Following the death of Nasser al-Wuhayshi, the leader of Al Qaeda in the Arabian Peninsula who was killed by a drone strike in Yemen a few days ago, a spokesman for the group made a surprise announcement:
Although there remain several candidates for his replacement, our first choice is a senior fellow from the Brookings Institution who for obvious reasons will henceforth only be referred to by his nom de guerre, al-Moderation.
Much as al-Wuhayshi’s loss is regrettable, it opens up new opportunities for fresh blood, allowing younger, more liberally-minded members of AQAP to now explore non-violent avenues to achieve our objectives.
Hard to imagine that drone strikes might have this effect? No doubt, but what’s equally lacking in credibility is the kind of claim that predictably followed the latest strike.
With a triumphalist tone, the spokesman for the National Security Council, Ned Price, said al-Wuhayshi’s death was a “major blow” to the militant group. He said it “removes from the battlefield an experienced terrorist leader and brings us closer to degrading and ultimately defeating these groups.”
Seriously?
In an effort to perpetuate the grandiose spirit with which Obama began his drone warfare campaign, Price said: “The president has been clear that terrorists who threaten the United States will not find safe haven in any corner of the globe.”
Yet in Yemen, that corner of the globe where Obama’s drone campaign has largely been focused, the assessment of the former U.S. ambassador, Stephen Seche, is that: “If you’re looking for logic here, you’re not going to find much.”
Why? Because as the U.S. launches occasional drone strikes against AQAP, it is also offering logistical support to Saudi Arabia in its attacks against the group’s principal opponents, the Houthi rebels.
With the promotion of Qasim al-Raymi, the group apparently had no trouble in choosing a new leader.
Orlando Crowcroft writes:
“I think if you were going to guess who would replace al-Wuhayshi, this would [be] the guy. It makes a lot of sense,” said Adam Baron, a visiting fellow at the European Council on Foreign Relations.

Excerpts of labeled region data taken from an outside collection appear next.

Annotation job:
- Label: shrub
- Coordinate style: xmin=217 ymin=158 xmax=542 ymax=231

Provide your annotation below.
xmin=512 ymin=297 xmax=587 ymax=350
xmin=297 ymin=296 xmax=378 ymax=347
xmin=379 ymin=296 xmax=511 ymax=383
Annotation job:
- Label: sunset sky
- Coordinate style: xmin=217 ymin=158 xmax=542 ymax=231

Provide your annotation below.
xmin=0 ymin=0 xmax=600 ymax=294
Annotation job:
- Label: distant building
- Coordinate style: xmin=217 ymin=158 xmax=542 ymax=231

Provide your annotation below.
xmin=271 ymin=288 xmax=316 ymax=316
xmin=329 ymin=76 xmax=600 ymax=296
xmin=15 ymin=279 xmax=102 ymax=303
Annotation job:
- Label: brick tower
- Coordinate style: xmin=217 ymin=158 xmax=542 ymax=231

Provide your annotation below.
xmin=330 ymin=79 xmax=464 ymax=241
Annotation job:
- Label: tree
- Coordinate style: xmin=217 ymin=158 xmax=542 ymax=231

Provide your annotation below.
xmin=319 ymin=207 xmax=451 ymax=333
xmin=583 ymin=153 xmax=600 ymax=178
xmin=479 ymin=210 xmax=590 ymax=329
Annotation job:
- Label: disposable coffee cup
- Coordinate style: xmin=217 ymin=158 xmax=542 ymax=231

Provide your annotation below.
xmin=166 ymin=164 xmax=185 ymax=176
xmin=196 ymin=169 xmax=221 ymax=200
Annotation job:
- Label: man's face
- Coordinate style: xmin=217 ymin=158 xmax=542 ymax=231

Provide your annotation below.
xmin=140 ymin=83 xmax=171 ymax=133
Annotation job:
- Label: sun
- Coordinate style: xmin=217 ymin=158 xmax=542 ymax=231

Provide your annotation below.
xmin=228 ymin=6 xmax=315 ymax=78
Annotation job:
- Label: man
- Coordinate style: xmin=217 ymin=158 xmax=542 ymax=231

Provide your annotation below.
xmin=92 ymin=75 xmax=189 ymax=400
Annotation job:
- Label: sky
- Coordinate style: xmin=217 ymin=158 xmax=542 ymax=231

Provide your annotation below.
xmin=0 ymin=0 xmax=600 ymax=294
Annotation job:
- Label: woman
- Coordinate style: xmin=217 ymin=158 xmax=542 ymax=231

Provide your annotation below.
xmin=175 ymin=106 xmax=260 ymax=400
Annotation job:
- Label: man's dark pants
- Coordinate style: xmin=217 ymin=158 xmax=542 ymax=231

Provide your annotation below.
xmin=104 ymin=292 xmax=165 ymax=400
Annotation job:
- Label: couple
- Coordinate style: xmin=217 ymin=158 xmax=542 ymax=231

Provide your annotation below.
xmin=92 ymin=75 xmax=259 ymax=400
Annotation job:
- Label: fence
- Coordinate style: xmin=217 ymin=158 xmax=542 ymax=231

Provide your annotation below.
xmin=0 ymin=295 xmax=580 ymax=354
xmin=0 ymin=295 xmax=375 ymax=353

Although the loss of four key figures in as many months is a blow for AQAP, the group is having a great deal of success in Yemen in the wake of Saudi Arabia’s war against the Houthi rebels. That conflict has largely affected the north and west of the country, allowing al-Qaeda to seize huge swathes of the east, its traditional Sunni tribal heartland.
“It is a great time for AQAP […] when you look at the situation on the ground. As long as the war continues, as long as Yemen continues inching further and further into the abyss of being a failed state, AQAP and other groups will continue to capitalise,” said Baron.

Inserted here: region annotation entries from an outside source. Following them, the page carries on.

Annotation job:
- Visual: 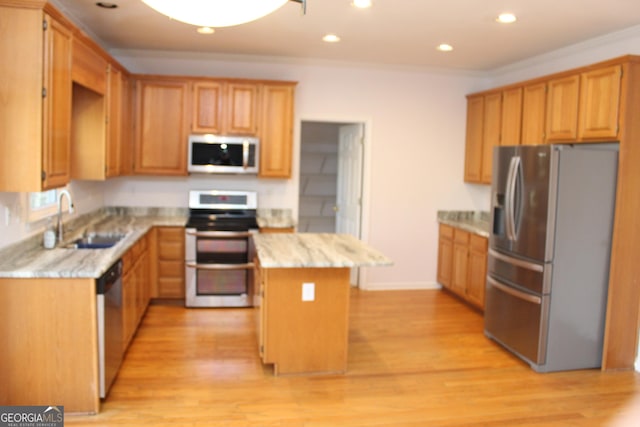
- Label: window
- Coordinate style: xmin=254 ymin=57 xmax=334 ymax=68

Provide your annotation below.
xmin=25 ymin=188 xmax=68 ymax=226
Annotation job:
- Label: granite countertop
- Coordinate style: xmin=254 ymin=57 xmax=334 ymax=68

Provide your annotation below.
xmin=438 ymin=211 xmax=491 ymax=238
xmin=256 ymin=209 xmax=296 ymax=228
xmin=0 ymin=208 xmax=188 ymax=278
xmin=254 ymin=233 xmax=393 ymax=268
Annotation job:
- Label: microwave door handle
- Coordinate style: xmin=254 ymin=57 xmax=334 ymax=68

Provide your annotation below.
xmin=242 ymin=139 xmax=249 ymax=169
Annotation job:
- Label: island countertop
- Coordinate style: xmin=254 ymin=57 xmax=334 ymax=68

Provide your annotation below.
xmin=254 ymin=233 xmax=393 ymax=268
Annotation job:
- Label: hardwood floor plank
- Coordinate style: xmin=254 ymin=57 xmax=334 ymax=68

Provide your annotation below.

“Celebrating the death of al-Wuhayshi as if it means the death of AQAP is a very flawed way to look at this.”
If the Al Qaeda central leader, Ayman al-Zawahiri, was ever to come into the sights of an American drone operator, the wisest response would be to hold fire, and yet the simplistic assumption behind President Obama’s strategy of eliminating so-called high value targets, is that terrorist groups suffer potentially crippling blows whenever their leaders are eliminated — an assumption that is nothing more than an exercise in wishful thinking.
When it comes to the leadership of terrorist organizations, more often than not, it tends to be a case of better the devil you know than the devil you don’t.

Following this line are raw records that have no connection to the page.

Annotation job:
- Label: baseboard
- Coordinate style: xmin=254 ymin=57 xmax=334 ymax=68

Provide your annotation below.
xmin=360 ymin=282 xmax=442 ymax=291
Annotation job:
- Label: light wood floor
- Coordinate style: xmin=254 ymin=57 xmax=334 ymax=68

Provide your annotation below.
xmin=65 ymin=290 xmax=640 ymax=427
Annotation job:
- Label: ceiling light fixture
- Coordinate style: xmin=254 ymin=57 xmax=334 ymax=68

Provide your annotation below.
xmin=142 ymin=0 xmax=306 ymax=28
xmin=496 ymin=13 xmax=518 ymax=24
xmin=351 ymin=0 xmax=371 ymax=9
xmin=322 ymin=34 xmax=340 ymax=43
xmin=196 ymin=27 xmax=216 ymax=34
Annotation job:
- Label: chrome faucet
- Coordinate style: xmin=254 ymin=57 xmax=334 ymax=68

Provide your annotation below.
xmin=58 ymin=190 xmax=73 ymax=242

As much as politicians and pundits would prefer terrorists to be seen as extraterrestrial beings, they do in reality exhibit many traits common to their fellow men, one of which is that aging quite often has the effect of curtailing aggression. And even if aging doesn’t lead to moderation, it almost always diminishes the capacities of adaptation.
Even so, over the last decade and a half, a constant refrain from America’s military leaders has been that they struggle against highly adaptable foes. No one seems to recognize that this adaptability is not simply a challenge; it is also an effect of U.S. counter-terrorism strategy.
If Obama’s own mysterious strategy extends further than crossing dates off the calendar as he looks forward to leaving office, it is perhaps one of conflict maintenance — to keep the war on terrorism on a slow simmer. Not too hot, nor too cool, but just hot enough to ensure that national security has its required prominence during the 2016 presidential campaign and that whoever enters the White House in January, 2017, will be able to continue with business as usual in America’s ongoing wars.
If 9/11 was the product of a failure of imagination, so is the war on terrorism.
And if for Obama, drone warfare once looked like a magic bullet whose power derived from its precision, it now represents the impotence of a strategy leading nowhere.